"Life," Truman Capote quipped, "is a moderately good play with a badly written third act."
Judging from what's being published these days, writers have been tackling that disappointing last act a lot lately -- analyzing, deconstructing, fiddling with the lighting -- even when they know it's futile to try to change the ending. The result is a groaning shelf of books about aging, illness, dying, grief and ruminations on what it all means.
Is this proliferation a reflection of the bleakness of the times, mirroring the doom and gloom of war and the economy? Is it exacerbated by erosion of faith in an afterlife? Do we obsessively probe mortality because we're spoiled and can't quite believe -- or accept -- that science and medicine still haven't managed to conquer it? I suspect it's all of the above, plus demographics: the aging of a generation of post-World War II writers in tandem with baby boomers coping with parents who are living longer but not necessarily better. It all adds up to an epidemic in the literature of loss.

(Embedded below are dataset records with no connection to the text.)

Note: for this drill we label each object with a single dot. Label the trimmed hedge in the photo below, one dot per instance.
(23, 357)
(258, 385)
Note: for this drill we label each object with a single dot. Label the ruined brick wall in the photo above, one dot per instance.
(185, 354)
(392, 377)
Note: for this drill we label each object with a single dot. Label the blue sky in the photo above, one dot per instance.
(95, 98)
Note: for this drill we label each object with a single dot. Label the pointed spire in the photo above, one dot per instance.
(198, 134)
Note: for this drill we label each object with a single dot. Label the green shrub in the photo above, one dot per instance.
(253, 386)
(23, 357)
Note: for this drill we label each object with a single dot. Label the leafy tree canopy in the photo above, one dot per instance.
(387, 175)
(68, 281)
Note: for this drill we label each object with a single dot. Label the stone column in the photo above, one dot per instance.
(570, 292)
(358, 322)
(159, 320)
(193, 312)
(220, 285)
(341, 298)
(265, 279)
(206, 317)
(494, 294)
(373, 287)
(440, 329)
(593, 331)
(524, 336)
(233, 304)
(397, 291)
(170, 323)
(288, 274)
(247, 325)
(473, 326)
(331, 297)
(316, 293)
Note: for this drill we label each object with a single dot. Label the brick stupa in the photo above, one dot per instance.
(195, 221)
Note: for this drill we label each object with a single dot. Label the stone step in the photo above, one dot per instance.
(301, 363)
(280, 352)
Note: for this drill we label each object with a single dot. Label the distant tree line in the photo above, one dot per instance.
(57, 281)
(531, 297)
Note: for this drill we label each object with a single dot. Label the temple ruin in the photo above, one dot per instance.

"Birth, and copulation, and death.
That's all the facts when you come to brass tacks."
So wrote T.S. Eliot in "Sweeney Agonistes." In fact, some of the best writing about death has come from poets. Dylan Thomas raged, raged against the dying of the light in "Do Not Go Gentle Into That Good Night," his famous villanelle about his dying father, and insisted defiantly in another poem that "death shall have no dominion" -- before dying at age 39 of alcoholism.
Henry Wadsworth Longfellow was more sanguine: "The young may die, but the old must!" he wrote in "Christus." The great 17th century French dramatist Pierre Corneille's attitude was darker: "Every moment in life is a step towards death." Shakespeare's characters occasionally railed, but like Richard II, they eventually bowed to fate: "The worst is death, and death will have his day."
There's nothing like milestone birthdays, the loss of one's parents or scary diagnoses to stir intimations of mortality. In his essay "Illness as More Than Metaphor," Susan Sontag's son, David Rieff, wrote: "There are those who can reconcile themselves to death and those who can't. Increasingly, I've come to think that it is one of the most important ways the world divides up."